Y cuando los hechos ocurrieron, reaccionó. Se blindó legalmente. Dio cobertura jurídica a cada paso. Y dejó que fueran los fiscales y los jueces, junto a los abogados del Estado, quienes hicieran su trabajo. Gracias a eso, los artífices del 1-O fueron detenidos, juzgados y condenados. Y no fue hasta después, con Pedro Sánchez en la Moncloa, cuando esas condenas empezaron a ser suavizadas. Primero con indultos. Luego con reformas del Código Penal –adiós sedición, hola “desórdenes agravados”–. Y ahora, con la amnistía como epílogo de ese proceso.
Claro, que hay quien dice: “Rajoy dejó que se liara parda”. Que le pillaron con el paso cambiado. Que le colaron las urnas como si fuera un novato. Y tienen razón. A Rajoy le falló la inteligencia, el CNI. Le falló la policía. Le falló su propio aparato del Estado.
Pero aquí es donde uno empieza a sospechar que quizá esa “policía patriótica” que tanto se le atribuye al PP, en realidad no era tan patriótica… ni tan suya. Porque, si uno lo piensa bien, ¿cómo es posible que no supieran dónde se iba a votar? ¿Cómo no supieron impedir las aplicaciones móviles con las que se coordinó todo el dispositivo? ¿Cómo no se dieron cuenta de que Puigdemont tenía las maletas listas para fugarse por la frontera?
O sabían y no lo dijeron.
O no sabían… y otros sí.
Porque esto me recuerda a aquel otro episodio oscuro: los atentados del 11 de marzo en Madrid.
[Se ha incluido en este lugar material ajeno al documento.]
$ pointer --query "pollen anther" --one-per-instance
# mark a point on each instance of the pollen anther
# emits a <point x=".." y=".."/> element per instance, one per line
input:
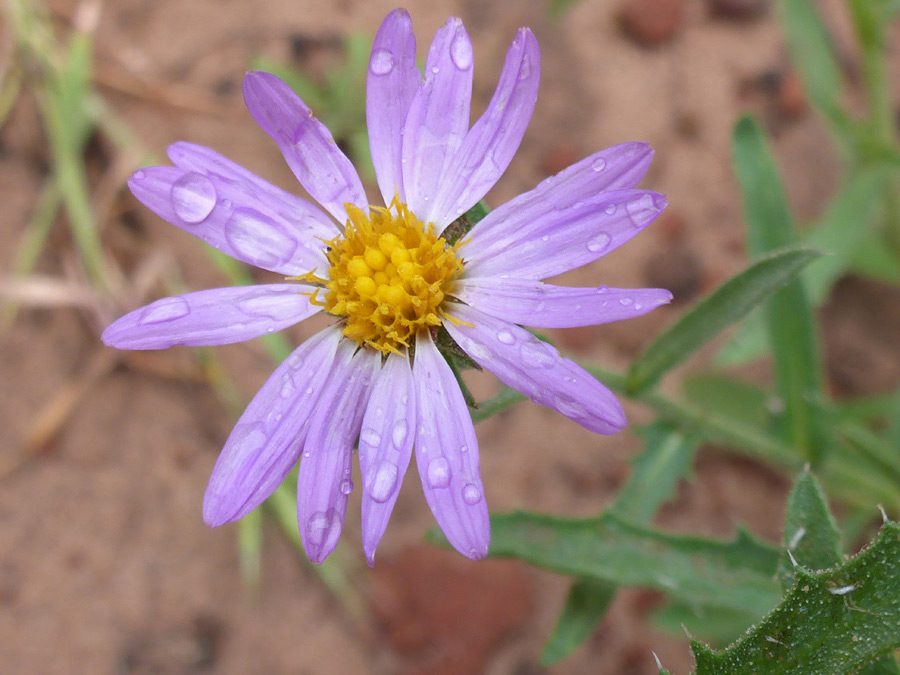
<point x="389" y="276"/>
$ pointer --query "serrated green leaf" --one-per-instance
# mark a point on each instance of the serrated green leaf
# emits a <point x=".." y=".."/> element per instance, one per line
<point x="586" y="603"/>
<point x="811" y="537"/>
<point x="737" y="574"/>
<point x="789" y="319"/>
<point x="719" y="625"/>
<point x="728" y="304"/>
<point x="832" y="621"/>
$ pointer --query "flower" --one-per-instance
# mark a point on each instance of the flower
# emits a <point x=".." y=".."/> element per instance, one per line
<point x="390" y="279"/>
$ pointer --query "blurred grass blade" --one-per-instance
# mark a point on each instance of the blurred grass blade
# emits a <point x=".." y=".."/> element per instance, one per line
<point x="737" y="574"/>
<point x="833" y="621"/>
<point x="842" y="229"/>
<point x="667" y="457"/>
<point x="816" y="61"/>
<point x="811" y="537"/>
<point x="789" y="317"/>
<point x="586" y="603"/>
<point x="728" y="304"/>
El Gobierno del PP apuntando a ETA. El PSOE, con Rubalcaba al frente, sabiendo desde el minuto uno que había sido Al Qaeda. ¿Cómo lo sabían? ¿Quién les informó? ¿Qué canales tenían?
Es decir, los servicios de inteligencia del Estado que no se percataron de la puesta en marcha del mayor atentado terrorista en suelo europeo en aquel momento, pero fueron tremendamente ágiles en detener a todos los implicados, con una eficacia sobrenatural para un plan tan supuestamente elaborado... fueron incapaces también de detectar la compra de urnas y su llegada a Cataluña, o las apps que promovió el gobierno catalán para el voto... y hasta se les escapó Puigdemont, el mismo que se les coló para dar un mitin, y el mismo que se les volvió a escapar...
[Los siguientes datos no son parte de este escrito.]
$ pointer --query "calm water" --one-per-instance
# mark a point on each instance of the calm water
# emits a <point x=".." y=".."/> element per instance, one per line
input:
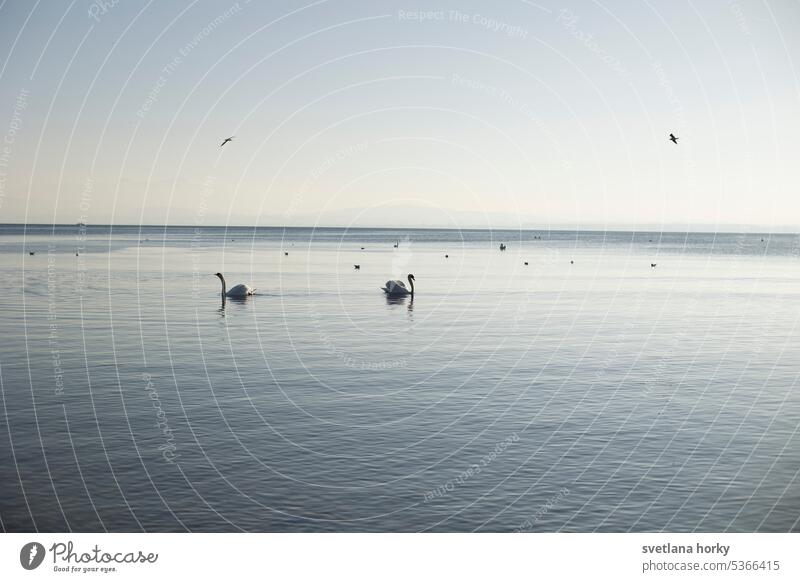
<point x="600" y="395"/>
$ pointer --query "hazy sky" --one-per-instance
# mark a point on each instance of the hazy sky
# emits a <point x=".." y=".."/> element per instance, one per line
<point x="378" y="113"/>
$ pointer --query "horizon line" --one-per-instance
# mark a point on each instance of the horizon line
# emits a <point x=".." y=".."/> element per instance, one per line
<point x="702" y="229"/>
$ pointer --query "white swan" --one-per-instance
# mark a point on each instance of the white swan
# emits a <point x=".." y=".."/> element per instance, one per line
<point x="241" y="290"/>
<point x="398" y="289"/>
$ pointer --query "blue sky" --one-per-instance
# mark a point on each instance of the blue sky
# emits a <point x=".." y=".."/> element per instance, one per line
<point x="393" y="113"/>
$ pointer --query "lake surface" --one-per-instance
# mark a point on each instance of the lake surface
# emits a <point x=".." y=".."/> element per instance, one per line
<point x="598" y="395"/>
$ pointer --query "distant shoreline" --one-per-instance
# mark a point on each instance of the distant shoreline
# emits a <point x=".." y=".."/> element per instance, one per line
<point x="754" y="230"/>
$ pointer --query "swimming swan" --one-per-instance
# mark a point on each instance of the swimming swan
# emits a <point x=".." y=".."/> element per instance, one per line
<point x="398" y="288"/>
<point x="241" y="290"/>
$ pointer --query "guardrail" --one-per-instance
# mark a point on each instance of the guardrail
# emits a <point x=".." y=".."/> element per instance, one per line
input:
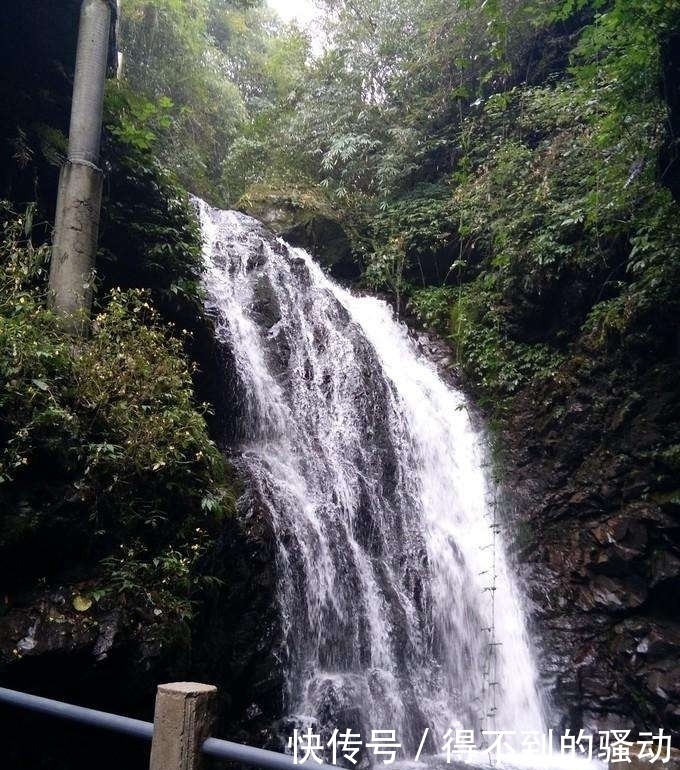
<point x="183" y="718"/>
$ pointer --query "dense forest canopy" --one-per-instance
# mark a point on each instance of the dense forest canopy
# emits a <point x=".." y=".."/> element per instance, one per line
<point x="485" y="154"/>
<point x="505" y="172"/>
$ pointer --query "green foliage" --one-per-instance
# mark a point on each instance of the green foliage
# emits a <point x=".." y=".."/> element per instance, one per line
<point x="149" y="235"/>
<point x="103" y="450"/>
<point x="495" y="365"/>
<point x="432" y="306"/>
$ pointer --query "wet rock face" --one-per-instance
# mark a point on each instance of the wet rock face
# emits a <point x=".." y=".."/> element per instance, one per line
<point x="597" y="492"/>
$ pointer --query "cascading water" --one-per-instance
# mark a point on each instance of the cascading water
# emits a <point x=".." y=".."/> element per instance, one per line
<point x="398" y="609"/>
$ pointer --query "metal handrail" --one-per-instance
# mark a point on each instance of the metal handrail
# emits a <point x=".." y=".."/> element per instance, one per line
<point x="214" y="747"/>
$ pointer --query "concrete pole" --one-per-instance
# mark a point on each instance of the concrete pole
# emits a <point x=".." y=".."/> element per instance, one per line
<point x="182" y="720"/>
<point x="76" y="227"/>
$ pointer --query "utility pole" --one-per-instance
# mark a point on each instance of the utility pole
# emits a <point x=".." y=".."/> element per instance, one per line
<point x="76" y="227"/>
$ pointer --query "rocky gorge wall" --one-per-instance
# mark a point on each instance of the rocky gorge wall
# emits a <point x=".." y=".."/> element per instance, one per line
<point x="592" y="461"/>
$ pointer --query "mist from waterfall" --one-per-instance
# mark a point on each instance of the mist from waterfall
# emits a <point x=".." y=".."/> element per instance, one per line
<point x="399" y="609"/>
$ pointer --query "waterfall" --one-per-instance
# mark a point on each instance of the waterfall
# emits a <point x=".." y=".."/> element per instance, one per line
<point x="398" y="607"/>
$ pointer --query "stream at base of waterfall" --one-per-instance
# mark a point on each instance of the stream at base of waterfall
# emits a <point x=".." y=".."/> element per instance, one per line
<point x="401" y="616"/>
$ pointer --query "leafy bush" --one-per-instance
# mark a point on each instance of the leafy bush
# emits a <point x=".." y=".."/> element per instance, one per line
<point x="103" y="452"/>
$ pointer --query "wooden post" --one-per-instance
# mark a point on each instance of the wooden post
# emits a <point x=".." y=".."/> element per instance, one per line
<point x="182" y="720"/>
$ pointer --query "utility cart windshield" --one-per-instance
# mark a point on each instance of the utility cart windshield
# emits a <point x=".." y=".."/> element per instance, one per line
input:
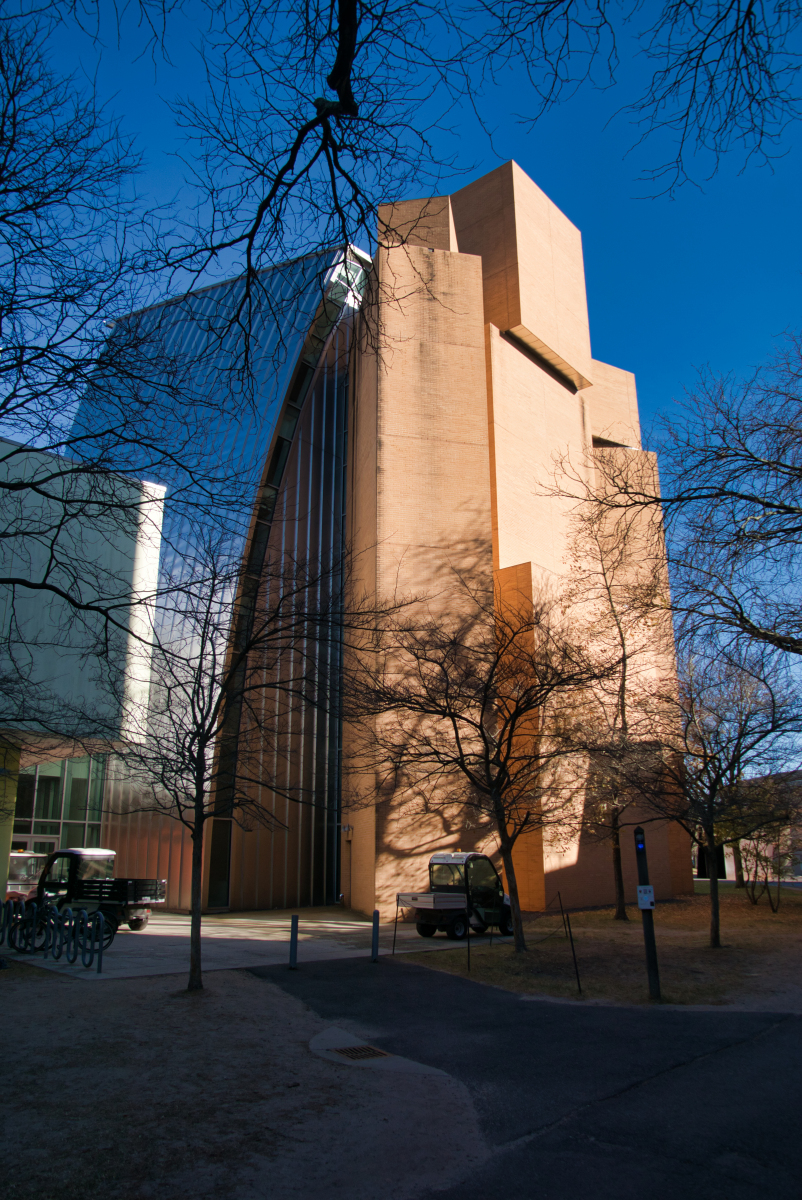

Demasiadas preguntas sin respuesta. Demasiadas coincidencias.
Y, sin embargo, a Rajoy se le echa todo encima. Como si hubiera sido un espectador más. Como si no hubiera hecho nada. Como si no hubiera asumido el coste político –y lo asumió– de aplicar el 155, de poner orden, de resistir el empuje de los que querían una España troceada.
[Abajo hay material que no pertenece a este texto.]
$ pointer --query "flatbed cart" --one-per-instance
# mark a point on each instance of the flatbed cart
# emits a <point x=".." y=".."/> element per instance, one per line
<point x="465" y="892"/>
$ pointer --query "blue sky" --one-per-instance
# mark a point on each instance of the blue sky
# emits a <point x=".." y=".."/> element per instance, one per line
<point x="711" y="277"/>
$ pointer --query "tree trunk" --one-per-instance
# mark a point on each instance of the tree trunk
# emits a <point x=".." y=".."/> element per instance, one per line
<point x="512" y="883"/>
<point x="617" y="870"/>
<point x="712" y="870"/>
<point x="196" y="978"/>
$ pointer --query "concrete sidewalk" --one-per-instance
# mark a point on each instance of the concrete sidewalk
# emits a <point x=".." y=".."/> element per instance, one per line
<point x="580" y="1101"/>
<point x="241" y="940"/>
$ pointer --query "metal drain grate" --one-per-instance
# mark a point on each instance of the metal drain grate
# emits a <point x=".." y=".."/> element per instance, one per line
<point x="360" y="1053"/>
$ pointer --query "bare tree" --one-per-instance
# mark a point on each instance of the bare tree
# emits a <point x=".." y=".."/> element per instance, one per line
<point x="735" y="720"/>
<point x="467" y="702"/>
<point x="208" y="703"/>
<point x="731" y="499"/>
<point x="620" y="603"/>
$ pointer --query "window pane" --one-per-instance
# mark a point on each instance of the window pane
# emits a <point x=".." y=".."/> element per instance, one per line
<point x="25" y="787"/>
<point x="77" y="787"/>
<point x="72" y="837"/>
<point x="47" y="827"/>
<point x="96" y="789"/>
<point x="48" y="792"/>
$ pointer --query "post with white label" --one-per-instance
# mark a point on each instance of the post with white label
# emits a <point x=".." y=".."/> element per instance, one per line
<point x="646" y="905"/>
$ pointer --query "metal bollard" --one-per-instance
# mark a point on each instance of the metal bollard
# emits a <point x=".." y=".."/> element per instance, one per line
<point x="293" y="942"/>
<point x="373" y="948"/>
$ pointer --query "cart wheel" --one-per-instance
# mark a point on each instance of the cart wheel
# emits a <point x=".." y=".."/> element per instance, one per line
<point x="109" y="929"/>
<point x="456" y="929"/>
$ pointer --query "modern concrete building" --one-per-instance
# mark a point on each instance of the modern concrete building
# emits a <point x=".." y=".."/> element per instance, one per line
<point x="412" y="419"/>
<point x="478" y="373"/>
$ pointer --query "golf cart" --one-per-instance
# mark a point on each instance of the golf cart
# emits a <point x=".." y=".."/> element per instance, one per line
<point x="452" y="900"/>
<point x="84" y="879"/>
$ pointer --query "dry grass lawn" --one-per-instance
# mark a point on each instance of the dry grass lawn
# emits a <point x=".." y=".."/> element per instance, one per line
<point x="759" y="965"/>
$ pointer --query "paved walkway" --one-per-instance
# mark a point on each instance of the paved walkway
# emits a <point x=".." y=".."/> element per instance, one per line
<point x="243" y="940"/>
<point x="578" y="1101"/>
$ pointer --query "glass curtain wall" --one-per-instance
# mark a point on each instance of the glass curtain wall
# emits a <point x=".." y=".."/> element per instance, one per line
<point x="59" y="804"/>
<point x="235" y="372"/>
¿Que Rajoy tenía muchas cosas criticables? Por supuesto. ¿Que incumplió promesas? ¿Que en algunas cuestiones hizo justo lo contrario de lo prometido? También. ¿Que dejó morir su propio liderazgo por inanición? No lo niego. Pero si hablamos del 1 de octubre, de lo que fue y de lo que pudo ser, entonces sí: yo sigo defendiendo su gestión.
Porque a veces, en política, no gana el que más ruido hace.
A veces gana el que sabe esperar.
Y Rajoy esperó. No para esconderse, sino para actuar cuando tocaba.
Así que sí: Mariano Rajoy y yo no tenemos mucho en común. Él es más de andar y yo de correr. Él de galleguear y a mi se me entiende incluso cuando hablo andaluz. Pero en esto, al menos en esto, creo que coincidimos: en que la ley debe estar por encima del tacticismo.
Aunque eso hoy suene a cuento viejo.